ClusterLabs / anvil

The Anvil! Intelligent Availability™ Platform, mark 3
5 stars 6 forks source link

Server Power Controls are not working #630

Closed digimer closed 3 months ago

digimer commented 3 months ago

The UI isn't stopping/starting the VMs

ylei-tsubame commented 3 months ago

Confirmed power options won't work when server_host_uuid of target record in servers is blank. Under what situation would this be blank?

digimer commented 3 months ago

It should never be blank, the user was using the webui on a valid server. I was watching them try to shut down a server and it just never shut down. So I am guessing it wasn't being set by the UI. It was from the main dashboard, on the preview screenshot tile.

ylei-tsubame commented 3 months ago

This sounds like it's related to #607, which was supposed to be patched in #609

If the system includes patch #609 and it still doesn't work, it's a bug. Otherwise, the situation that failed in my (brief) tests is when the server doesn't have a server_host_uuid.

digimer commented 3 months ago

Just checked, this client is fully up to date with the RPMs from main.

ylei-tsubame commented 3 months ago

I just patched it to fallback to first subnode when server host uuid is null.

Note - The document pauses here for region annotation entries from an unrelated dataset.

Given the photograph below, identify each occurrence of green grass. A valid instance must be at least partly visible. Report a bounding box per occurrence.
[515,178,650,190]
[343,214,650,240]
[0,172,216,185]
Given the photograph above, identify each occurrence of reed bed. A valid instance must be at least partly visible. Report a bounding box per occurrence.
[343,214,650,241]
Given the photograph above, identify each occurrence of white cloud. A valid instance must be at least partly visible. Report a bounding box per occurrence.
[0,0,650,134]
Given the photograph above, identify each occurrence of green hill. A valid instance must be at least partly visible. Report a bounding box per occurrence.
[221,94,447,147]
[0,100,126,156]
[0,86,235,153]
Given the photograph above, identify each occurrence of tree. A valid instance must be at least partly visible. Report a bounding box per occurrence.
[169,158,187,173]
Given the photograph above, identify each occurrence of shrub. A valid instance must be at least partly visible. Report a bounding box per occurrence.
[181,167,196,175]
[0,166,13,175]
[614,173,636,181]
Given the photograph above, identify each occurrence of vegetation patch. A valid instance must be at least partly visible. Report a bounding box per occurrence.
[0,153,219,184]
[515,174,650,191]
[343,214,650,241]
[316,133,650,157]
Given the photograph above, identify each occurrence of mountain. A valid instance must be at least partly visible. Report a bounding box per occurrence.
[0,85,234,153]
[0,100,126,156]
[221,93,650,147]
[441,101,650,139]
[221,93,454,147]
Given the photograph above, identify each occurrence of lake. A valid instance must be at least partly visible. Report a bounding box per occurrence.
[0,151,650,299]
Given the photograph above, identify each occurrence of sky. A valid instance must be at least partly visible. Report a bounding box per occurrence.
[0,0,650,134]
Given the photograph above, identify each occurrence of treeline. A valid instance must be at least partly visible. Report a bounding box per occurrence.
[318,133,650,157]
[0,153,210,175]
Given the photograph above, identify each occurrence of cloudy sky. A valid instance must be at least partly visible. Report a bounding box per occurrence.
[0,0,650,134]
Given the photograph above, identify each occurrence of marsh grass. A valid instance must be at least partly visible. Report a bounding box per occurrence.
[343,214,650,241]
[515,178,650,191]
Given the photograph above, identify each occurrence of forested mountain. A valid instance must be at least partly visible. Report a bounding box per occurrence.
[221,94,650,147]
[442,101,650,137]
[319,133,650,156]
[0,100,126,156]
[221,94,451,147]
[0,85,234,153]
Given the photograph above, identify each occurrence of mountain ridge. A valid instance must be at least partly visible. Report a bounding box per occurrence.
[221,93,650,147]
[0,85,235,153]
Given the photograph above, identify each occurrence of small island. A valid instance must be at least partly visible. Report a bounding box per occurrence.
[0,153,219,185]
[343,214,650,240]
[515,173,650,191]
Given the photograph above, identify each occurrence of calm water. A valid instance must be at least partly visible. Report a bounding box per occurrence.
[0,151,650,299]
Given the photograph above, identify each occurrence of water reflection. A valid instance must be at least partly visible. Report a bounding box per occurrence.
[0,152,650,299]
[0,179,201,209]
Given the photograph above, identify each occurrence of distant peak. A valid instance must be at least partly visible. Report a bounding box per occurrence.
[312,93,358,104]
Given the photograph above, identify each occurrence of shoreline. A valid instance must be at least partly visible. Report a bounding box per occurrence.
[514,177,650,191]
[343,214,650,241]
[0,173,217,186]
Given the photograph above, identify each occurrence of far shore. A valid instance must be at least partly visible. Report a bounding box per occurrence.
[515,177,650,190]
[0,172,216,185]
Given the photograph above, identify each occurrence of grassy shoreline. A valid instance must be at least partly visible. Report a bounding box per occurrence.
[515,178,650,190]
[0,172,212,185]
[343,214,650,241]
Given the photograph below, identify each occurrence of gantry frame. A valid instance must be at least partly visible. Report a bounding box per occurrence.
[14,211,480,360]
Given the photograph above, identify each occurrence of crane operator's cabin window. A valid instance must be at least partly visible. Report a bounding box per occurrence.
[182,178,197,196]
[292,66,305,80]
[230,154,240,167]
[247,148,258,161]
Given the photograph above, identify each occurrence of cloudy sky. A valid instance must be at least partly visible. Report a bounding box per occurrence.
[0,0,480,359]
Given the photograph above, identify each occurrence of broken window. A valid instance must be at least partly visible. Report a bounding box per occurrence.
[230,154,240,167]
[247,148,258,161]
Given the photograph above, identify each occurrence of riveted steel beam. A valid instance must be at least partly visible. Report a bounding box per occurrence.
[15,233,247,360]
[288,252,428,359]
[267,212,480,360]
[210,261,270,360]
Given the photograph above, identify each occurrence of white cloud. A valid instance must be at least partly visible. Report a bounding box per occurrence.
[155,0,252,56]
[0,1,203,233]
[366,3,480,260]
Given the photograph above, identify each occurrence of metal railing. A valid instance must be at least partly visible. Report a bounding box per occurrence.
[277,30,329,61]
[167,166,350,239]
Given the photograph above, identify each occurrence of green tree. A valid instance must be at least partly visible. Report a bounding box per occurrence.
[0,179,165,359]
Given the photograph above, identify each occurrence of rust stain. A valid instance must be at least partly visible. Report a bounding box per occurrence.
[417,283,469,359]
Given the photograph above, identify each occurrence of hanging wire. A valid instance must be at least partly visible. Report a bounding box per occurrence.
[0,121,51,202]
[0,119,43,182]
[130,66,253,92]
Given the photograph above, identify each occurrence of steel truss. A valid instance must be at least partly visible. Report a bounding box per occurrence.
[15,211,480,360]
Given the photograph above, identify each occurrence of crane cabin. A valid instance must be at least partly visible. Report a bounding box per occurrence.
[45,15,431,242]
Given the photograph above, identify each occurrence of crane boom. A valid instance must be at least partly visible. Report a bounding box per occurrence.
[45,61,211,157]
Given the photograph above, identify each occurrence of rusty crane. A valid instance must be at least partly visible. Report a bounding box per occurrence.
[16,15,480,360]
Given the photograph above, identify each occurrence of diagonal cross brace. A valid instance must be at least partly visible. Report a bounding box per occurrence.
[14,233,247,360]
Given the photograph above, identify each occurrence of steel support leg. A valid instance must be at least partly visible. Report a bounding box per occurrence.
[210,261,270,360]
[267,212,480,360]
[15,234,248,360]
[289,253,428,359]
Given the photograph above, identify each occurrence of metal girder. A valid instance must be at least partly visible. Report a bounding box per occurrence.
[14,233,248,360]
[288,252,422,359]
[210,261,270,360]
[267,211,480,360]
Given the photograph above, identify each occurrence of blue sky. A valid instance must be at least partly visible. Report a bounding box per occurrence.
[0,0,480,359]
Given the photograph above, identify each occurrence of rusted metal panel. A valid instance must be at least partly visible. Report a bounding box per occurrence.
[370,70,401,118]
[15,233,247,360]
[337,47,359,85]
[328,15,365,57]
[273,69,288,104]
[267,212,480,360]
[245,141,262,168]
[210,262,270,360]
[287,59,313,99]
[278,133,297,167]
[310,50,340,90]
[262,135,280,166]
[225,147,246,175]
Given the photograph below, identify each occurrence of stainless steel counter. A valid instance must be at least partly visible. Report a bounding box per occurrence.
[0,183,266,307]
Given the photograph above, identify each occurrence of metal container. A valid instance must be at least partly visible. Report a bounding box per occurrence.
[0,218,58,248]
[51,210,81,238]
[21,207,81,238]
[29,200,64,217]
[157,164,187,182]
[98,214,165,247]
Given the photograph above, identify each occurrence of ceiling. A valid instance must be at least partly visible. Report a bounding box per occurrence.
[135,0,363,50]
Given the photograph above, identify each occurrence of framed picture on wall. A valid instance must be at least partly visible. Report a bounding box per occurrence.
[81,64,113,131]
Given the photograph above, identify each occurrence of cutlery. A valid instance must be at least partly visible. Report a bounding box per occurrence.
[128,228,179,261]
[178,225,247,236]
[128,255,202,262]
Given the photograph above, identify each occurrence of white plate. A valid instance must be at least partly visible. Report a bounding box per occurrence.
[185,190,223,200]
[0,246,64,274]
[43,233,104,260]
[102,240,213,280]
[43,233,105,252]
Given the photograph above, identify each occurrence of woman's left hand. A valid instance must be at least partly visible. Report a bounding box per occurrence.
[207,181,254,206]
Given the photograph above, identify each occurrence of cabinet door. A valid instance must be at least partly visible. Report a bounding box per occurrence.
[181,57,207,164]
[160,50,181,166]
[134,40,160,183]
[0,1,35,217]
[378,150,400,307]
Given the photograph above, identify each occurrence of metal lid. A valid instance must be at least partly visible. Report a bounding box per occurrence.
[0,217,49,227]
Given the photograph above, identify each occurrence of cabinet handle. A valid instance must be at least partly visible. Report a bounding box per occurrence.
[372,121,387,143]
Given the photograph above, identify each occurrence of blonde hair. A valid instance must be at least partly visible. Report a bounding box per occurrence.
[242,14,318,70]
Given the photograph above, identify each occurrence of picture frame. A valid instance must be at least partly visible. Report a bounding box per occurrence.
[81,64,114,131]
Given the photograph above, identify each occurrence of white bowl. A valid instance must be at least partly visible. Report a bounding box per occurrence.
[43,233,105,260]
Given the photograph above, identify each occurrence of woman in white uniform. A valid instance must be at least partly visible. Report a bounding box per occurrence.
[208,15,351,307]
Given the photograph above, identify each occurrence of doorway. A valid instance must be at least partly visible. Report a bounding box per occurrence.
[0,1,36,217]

According to the schema, the field is nullable.

Questions to narrow down the problem:

  1. Is the field null when the server is running?
  2. Did the power on/off job actually register?
  3. If the job did register, are the command and arguments correct?
  4. Were there errors in job_status?
digimer commented 3 months ago

There was a bug in the back end where the server state wasn't being parsed properly. That's fixed, and power off works now.

However power on fails. It needs to be assigned to one of the nodes, but it's currently being assigned to a Striker. Striker's can't boot servers, so the job just fails.

anvil=# SELECT a.job_uuid, b.host_name, a.job_command, a.job_data, a.job_progress, a.job_status, a.modified_date FROM jobs a, hosts b WHERE a.job_host_uuid = b.host_uuid AND a.job_command LIKE '%anvil-boot-server%';
               job_uuid               |            host_name            |         job_command         |                     job_data                     | job_progress | job_status |         modified_date         
--------------------------------------+---------------------------------+-----------------------------+--------------------------------------------------+--------------+------------+-------------------------------
 b5d43650-a5bd-4e25-af39-ba7871217658 | oo-striker03.opticaloutlets.com | /usr/sbin/anvil-boot-server | server-uuid=6e8a8d43-377a-4bdb-9f8e-f90ac36ba09d |          100 | job_0282  +| 2024-04-09 23:54:08.949797-04
                                      |                                 |                             |                                                  |              | error_0258 | 
(1 row)

"error_0258" is:

2024/04/09 23:54:08:[b5d43650]:anvil-boot-server:33; anvil-boot-server has started.
2024/04/09 23:54:08:[b5d43650]:anvil-boot-server:120; This host is not a node or DR, unable to boot servers.
digimer commented 3 months ago

Confirmed fixed